Stellantis drew cross-party backlash after officials said the automaker is prioritizing US investment despite prior Canadian federal support for an EV battery project, raising new questions about job security in Ontario and the timing of a Brampton restart.
Conservative MP Raquel Dancho said the federal deal gave Stellantis “up to $15 billion for EV battery production but apparently failed to secure any guarantee to protect Stellantis’s wider manufacturing footprint in Canada.”
“Two years later, taxpayers are bankrolling a company investing billions in US production while Canadian jobs are at risk,” she wrote. “Epic fail, Liberals.”
Shocking news from Stellantis today.
— Raquel Dancho (@RaquelDancho) October 15, 2025
The Liberals gave Stellantis up to $15 billion for EV battery production but apparently failed to secure any guarantee to protect Stellantis’s wider manufacturing footprint in Canada.
In July 2023, the federal Liberal government under then-Prime Minister Justin Trudeau and the Ontario government under Premier Doug Ford finalized an auto-pact offering performance-based production incentives of up to $15 billion to the Stellantis–LG Energy Solution joint venture, NextStar Energy, for an EV battery cell and module plant in Windsor, Ontario. The package is contingent on batteries produced and sold and the cost-share is two-thirds federal, one-third provincial.
Ford said he has spoken with Stellantis and Unifor, calling the company’s decision to prioritize US investment “especially painful for those workers who have been out of jobs for months.”
“No provincial funding has flowed to Stellantis for its Brampton project,” Ford emphasized. “Stellantis has a duty to live up to their promise to Brampton autoworkers and continue with their allocation in Brampton.”
Ford pledged that “no provincial funding will be given until we receive clear assurances on when the plant will restart operations.”
I have spoken with Stellantis to stress my disappointment with their decision to prioritize investment into the U.S. and with Unifor to be clear that I will never stop fighting for Ontario’s world-class auto workers. This decision is especially painful for those workers who have…

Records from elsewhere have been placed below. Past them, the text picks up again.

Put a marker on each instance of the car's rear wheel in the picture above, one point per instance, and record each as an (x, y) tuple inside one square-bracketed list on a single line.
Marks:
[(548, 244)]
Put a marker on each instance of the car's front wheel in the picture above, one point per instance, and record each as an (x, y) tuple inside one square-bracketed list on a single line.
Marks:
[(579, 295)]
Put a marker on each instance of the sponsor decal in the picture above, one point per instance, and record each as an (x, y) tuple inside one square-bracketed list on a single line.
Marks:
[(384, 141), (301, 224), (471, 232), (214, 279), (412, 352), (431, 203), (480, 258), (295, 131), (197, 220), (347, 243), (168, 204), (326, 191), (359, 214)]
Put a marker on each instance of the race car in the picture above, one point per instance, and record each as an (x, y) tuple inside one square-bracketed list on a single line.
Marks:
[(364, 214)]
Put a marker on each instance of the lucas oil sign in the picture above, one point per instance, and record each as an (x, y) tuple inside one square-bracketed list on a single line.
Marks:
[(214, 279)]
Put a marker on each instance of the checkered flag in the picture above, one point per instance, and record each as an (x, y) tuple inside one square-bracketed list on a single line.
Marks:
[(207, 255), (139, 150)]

— Doug Ford (@fordnation) October 15, 2025
I mean, if Stellantis and GM are both moving substantial production to the US (or considering same), exactly what auto jobs are we protecting with Chinese tariffs?
— John Michael McGrath (@jm_mcgrath) October 15, 2025
The $15 billion is a cap on per-kWh production incentives paid out only as cells are produced and sold. Module production in Windsor began October 2024, and the cell plant is only ramping in late 2025.